Bilan

La BCE seule ne pourra pas sauver l'Europe, selon le président d'UBS

A la veille d'une décision de la BCE sur un probable rachat massif de dette publique, Axel Weber a estimé mercredi à Davos qu'une telle mesure permettrait seulement de temporiser.

Axel Weber, président de UBS, estime que la BNS a agi correctement.

Crédits: Keystone

La Banque centrale européenne (BCE) ne pourra rétablir à elle seule une croissance durable en Europe, selon Axel Weber. Le président d'UBS a vivement critiqué les dirigeants politiques européens qui n'ont jusqu'à présent "pas fait leur travail" et doivent de toute urgence mener des réformes de fond.

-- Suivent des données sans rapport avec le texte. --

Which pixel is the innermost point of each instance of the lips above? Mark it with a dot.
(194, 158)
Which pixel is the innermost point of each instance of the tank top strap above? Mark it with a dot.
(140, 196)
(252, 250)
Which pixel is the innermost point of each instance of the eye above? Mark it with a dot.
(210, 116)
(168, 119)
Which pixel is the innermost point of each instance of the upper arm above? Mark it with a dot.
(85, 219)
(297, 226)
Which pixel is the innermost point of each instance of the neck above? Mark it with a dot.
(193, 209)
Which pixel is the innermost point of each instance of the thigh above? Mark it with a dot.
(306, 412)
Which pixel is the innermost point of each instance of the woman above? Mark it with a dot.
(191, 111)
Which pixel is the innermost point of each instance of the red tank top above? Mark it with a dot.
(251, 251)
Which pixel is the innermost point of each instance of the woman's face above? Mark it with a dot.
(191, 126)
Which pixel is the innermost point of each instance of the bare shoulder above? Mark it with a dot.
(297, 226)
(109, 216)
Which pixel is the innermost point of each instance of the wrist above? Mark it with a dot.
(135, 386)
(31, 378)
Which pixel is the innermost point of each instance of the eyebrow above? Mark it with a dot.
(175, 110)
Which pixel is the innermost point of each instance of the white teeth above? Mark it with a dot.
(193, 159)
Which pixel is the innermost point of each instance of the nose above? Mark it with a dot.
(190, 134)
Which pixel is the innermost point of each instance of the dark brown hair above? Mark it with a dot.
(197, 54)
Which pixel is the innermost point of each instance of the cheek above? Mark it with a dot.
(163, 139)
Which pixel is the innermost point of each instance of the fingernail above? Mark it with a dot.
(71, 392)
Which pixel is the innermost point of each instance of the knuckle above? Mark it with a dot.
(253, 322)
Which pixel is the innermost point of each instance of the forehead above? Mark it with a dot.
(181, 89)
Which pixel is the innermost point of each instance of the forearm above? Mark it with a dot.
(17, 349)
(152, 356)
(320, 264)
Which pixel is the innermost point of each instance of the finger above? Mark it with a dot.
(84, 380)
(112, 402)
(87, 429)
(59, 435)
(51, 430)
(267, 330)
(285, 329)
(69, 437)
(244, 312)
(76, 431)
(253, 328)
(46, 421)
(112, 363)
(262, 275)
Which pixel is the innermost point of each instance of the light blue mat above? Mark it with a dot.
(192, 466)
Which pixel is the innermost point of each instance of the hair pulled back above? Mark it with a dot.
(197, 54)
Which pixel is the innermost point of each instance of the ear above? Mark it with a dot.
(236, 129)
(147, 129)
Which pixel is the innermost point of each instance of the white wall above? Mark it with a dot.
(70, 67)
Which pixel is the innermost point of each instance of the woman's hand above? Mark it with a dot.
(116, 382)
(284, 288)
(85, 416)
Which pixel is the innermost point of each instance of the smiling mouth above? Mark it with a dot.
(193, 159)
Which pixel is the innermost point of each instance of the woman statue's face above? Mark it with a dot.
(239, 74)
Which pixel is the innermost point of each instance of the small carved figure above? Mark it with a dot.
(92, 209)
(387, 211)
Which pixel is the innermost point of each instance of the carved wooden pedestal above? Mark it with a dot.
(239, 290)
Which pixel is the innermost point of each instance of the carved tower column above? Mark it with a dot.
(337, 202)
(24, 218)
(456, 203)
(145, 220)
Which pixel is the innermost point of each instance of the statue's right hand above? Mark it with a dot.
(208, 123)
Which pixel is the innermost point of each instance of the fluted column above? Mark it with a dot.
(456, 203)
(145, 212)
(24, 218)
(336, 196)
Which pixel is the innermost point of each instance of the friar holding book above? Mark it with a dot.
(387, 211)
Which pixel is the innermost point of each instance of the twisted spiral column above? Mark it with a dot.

A la veille d'une décision de la BCE sur un probable rachat massif de dette publique, Axel Weber a estimé mercredi à Davos qu'une telle mesure permettrait seulement de temporiser encore un peu. "Mais si vous achetez du temps pour ne pas l'utiliser ensuite, c'est comme de prendre un médicament qui n'aurait pas d'effet", a-t-il lancé au 45e Forum économique mondial (WEF), en ouverture d'une session consacrée au "nouveau contexte de croissance".

Pour l'ex-président de la banque centrale allemande, la BCE en a assez fait: aux responsables politiques maintenant de "faire leur job" et de faire face aux "nombreux problèmes" auxquels le Vieux-Continent est actuellement confronté.

"Il y a un an, ici même à Davos, j'affirmais que l'Europe n'était pas revenue de sa crise. Mais que les gros titres étaient partis". Les dirigeants européens n'ont pas su profiter de cette accalmie médiatique pour mener des réformes "plus que nécessaires", selon le président du numéro un bancaire helvétique.

"Aujourd'hui, une reprise n'est toujours pas à l'ordre du jour et les problèmes sont revenus". Confrontée au risque de déflation, mais aussi à un fort taux de chômage, l'Europe devra mener ces réformes. Mais elle sera désormais sous l'œil des marchés, qui face à un environnement criblé d'incertitudes s'avèrent impitoyables.

La BCE devrait annoncer jeudi, à l'issue de sa réunion de politique monétaire des rachats massifs de dette publique. L'institution espère ainsi relancer les prix et l'économie.

Revenant sur la décision de la Banque nationale suisse (BNS) d'abandonner son taux plancher de 1,20 franc pour un euro, Axel Weber estime qu'elle a agi correctement. "Nous savions qu'il s'agissait d'une mesure temporaire. Et qu'elle prendrait fin de manière abrupte. Il ne pouvait en être autrement."

Ce brusque revirement de cap aura "beaucoup d'impact sur l'économie suisse", aujourd'hui sous pression et face à d'importants défis. "Mais elle saura y faire face et je suis optimiste quant à une normalisation des taux de change".